36. Observar nas chegadas se um nadador
que já chegou, atrapalha com as pernas (por baixo da água) a um outro que está
chegando (revezamento).
37. Por ocasião das viradas, observe o
nadador que desvia e vai para cima do adversário, pois ele poderá atrapalhar,
puxando ou chutando.
38. Se ao executar uma virada o nadador
sai em outra raia, com a finalidade de prejudicar um adversário.
39. Nas chegadas alguns nadadores batem
propositadamente as mãos na água para confundir o cronometrista e os juizes de
chegada. Só pare o cronômetro quando o atleta bater na parede.
DEVERES DO ÁRBITRO GERAL
1. Ao chegar à piscina, dar uma volta
completa, observando se todo o material exigido está em condições normais de
uso; caso contrário, buscar providenciar.
2. Em seguida, observar se todos os
juizes e auxiliares estão em seus respectivos lugares.
3. Comunicar ao anunciador para chamar
os competidores da primeira prova.
4. Ao notar que os atletas já estão no
local a eles destinados (Banco de controle), sinalizar para que o anunciador
chame a 1ª prova/1ª série (final/semi-final); as demais séries serão à medida
que o último nadador da série anterior tocar a borda (chegar).
5. Transcorrida cada prova em todas as
suas séries, repete-se a rotina do item 4.
6. Quando, após a conclusão de cada
série ou prova, o chefe dos juizes ou assistente lhe entregar as papeletas (de
chegada e dos cronometristas) deverá conferi-las verificando se as chegadas
estão de acordo com os tempos registrados e em seguida rubrica-as e envia ao
anotador para lançar nas fichas dos nadadores.

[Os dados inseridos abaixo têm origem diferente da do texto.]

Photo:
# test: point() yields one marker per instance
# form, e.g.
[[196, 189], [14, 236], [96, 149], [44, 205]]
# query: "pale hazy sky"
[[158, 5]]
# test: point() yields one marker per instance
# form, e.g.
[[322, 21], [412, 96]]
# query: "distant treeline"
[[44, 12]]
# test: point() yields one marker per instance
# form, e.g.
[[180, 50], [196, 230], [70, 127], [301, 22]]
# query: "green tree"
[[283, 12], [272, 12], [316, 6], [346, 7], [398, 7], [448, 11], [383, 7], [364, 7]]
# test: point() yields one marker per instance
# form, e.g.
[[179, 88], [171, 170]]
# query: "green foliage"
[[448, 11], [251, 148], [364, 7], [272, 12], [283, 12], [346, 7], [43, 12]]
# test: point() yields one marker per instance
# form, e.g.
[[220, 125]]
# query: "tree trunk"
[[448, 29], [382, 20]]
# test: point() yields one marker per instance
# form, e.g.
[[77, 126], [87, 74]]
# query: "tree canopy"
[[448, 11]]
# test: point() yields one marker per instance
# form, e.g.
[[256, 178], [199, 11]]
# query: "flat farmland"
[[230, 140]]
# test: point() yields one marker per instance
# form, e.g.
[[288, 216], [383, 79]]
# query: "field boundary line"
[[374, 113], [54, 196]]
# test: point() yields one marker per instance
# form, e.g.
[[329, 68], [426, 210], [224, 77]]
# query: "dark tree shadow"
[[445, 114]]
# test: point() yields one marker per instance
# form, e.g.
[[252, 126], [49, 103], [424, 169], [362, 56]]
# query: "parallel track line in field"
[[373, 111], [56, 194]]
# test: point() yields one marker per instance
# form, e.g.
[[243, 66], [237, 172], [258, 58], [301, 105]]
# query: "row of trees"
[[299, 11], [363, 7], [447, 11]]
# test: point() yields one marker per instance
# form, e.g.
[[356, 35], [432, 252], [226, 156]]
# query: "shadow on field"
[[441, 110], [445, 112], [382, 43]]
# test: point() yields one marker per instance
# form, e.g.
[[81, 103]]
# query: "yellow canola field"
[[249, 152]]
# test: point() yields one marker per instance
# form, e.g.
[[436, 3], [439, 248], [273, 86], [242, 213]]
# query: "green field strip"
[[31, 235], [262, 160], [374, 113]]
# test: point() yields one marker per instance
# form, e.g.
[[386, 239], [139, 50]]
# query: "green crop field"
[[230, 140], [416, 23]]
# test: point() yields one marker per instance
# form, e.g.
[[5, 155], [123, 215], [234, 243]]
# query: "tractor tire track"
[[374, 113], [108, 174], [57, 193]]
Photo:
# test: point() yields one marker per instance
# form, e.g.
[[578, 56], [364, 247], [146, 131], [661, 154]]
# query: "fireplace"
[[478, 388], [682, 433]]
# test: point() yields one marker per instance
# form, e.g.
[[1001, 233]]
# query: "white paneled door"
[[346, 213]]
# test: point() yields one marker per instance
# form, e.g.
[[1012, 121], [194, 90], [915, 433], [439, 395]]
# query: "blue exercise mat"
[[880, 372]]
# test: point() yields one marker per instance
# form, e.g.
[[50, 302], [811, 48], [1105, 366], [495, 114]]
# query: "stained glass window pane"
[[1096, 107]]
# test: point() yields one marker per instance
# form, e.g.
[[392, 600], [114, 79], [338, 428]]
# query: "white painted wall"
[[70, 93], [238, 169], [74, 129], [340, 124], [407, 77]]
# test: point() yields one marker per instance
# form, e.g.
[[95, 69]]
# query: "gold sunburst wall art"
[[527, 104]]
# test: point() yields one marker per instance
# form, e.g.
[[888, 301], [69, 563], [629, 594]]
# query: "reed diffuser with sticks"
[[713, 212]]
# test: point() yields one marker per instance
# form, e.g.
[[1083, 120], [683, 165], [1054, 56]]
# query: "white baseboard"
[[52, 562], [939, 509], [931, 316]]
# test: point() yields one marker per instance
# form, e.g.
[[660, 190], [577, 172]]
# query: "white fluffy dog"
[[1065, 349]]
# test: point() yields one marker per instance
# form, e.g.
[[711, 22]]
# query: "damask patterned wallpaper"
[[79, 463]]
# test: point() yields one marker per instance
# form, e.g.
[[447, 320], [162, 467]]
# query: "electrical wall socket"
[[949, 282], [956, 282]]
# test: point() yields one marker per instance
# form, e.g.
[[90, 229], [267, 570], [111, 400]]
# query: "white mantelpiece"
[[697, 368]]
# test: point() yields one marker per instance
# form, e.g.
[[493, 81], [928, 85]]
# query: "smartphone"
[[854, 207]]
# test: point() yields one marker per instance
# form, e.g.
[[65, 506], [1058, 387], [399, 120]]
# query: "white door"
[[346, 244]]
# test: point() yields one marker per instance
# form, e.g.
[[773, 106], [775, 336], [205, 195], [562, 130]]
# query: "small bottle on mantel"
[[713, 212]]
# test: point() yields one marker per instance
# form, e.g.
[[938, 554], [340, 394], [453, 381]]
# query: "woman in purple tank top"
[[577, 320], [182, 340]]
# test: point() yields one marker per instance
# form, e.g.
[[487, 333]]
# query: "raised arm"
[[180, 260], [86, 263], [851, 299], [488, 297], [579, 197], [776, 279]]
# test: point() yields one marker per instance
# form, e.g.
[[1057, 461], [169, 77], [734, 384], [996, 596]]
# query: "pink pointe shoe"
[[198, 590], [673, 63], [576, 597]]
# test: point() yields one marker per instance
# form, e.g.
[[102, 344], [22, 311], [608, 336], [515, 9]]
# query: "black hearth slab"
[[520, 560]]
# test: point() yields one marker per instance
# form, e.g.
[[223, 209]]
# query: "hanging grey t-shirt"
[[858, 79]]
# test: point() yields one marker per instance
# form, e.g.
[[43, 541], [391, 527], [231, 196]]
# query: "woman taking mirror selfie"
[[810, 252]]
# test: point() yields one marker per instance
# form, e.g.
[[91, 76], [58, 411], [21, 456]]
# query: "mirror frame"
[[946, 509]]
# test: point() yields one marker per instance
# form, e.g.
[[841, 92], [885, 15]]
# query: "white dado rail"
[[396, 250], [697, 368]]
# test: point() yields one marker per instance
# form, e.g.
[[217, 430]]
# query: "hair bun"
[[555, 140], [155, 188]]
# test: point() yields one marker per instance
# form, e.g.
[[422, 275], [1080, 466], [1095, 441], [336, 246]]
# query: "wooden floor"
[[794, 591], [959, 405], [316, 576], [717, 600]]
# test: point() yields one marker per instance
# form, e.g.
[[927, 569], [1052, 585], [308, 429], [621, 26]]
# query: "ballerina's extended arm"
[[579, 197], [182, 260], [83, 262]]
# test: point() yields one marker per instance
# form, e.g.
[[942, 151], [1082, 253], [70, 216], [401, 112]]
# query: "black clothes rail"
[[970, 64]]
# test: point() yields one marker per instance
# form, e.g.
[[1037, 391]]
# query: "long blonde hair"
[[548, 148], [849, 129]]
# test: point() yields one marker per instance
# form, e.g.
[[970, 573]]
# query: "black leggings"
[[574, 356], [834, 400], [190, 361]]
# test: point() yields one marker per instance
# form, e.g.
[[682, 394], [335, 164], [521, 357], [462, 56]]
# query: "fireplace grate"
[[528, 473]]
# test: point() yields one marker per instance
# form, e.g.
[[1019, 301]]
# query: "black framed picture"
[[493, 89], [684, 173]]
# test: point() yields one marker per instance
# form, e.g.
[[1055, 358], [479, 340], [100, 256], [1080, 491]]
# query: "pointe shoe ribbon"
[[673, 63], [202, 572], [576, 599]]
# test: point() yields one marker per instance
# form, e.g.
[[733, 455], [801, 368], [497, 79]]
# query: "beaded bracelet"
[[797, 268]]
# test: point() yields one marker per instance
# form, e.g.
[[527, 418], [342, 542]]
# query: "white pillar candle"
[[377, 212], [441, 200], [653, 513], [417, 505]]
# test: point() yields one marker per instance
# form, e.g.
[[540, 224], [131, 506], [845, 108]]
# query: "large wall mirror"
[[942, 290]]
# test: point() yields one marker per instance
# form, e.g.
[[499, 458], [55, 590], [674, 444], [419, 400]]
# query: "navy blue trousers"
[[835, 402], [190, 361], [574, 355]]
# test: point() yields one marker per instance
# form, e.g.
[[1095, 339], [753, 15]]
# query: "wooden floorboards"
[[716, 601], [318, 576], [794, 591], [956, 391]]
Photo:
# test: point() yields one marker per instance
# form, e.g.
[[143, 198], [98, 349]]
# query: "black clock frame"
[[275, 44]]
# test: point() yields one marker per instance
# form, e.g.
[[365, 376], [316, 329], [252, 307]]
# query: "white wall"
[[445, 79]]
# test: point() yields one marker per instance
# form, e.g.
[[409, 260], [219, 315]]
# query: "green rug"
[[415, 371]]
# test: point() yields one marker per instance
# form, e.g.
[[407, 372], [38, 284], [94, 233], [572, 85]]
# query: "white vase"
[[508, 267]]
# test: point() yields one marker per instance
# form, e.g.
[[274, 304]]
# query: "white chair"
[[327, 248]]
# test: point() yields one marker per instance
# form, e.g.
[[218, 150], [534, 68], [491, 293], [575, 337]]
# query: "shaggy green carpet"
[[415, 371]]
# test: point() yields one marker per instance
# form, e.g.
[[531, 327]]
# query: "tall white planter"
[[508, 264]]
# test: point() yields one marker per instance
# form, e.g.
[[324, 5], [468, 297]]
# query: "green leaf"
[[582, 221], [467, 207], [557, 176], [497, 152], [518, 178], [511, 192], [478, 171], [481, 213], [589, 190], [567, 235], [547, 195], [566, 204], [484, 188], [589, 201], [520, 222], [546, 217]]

7. Ao perceber que os nadadores estão
sentados nas cadeiras colocadas próximas as raias respectivas, dará 03 (três)
apitos curtos para que se aprontem e ocupem a parte anterior do bloco de
partida.
8. Ao notar que todos estão de pé atrás
do bloco, dará um apito longo para que os atletas subam em cima do bloco, em
seguida dará o sinal ao juiz de partida (braço esticado) entregando-lhe a
prova, deve continuar nesta posição até o sinal de partida ou se resolver
abortar a saída.
9. Observará todas as saídas, para
independente do juiz de partida confirmá-las ou não. Achando que uma partida
não foi boa, o árbitro apitará mandando baixar a corda imediatamente. Para
melhor efeito deverá estar colocado entre o juiz de partida (05 metros) e o
confirmador (15 metros).
10. Se a corda não cair, ou por
qualquer outro motivo a corda não cair sobre todas as raias, deixar a prova
terminar e tornar público que a prova está anulada e será corrida novamente. Os
nadadores da prova anulada ficarão aguardando no recinto da piscina a ordem do
árbitro para nadar novamente (bom senso).
11. Após uma boa saída, o árbitro
acompanhará toda a prova, inclusive viradas e chegadas, para em caso de dúvidas
ter condições ideais para resolvê-las, confirmando ou não as papeletas
recebidas (cronometristas - chegadas - inspetores de voltas e percurso, etc.).
12. Após ter observado as papeletas de
cada prova/série, ter feito correções e/ou desclassificação se for o caso,
enviará as papeletas corrigidas ou não, com a classificação dos competidores se
a prova for final.
13. Em caso de retirada de nadador da
prova (antes e/ou por ocasião da partida) por indisciplina ou má conduta,
comunica ao anunciador que torne público que o referido nadador está
desclassificado e a partida falsa não será contada. A retirada da prova poderá
partir do árbitro ou em concordância com a comunicação do juiz de partida.
14. Após a realização da última série
ou prova final, o árbitro deverá rubricar se achar correta a classificação
final, antes da mesma ser tornada pública. Em caso de dúvida, suspende a
realização da competição, vai à cabine de controle, confere as papeletas,
corrige ou não e autoriza a publicação.
15. Pode proibir o uso de qualquer
sineta, sirene, buzina ou outro qualquer barulho artificial durante a
competição.
16. Terminada a competição compete ao
árbitro ainda, em sua residência fazer a súmula da competição detalhando “IPSI
LITERIS VERBUM AD VERBUM” todos os fatos e ocorrências verificadas durante
todas as etapas da competição, lançando (se for o caso) nome de atletas,
técnicos, dirigentes, clube que porventura tenham sido culpados por má conduta
ou indisciplinas. Depois entregá-la na federação no prazo estabelecido.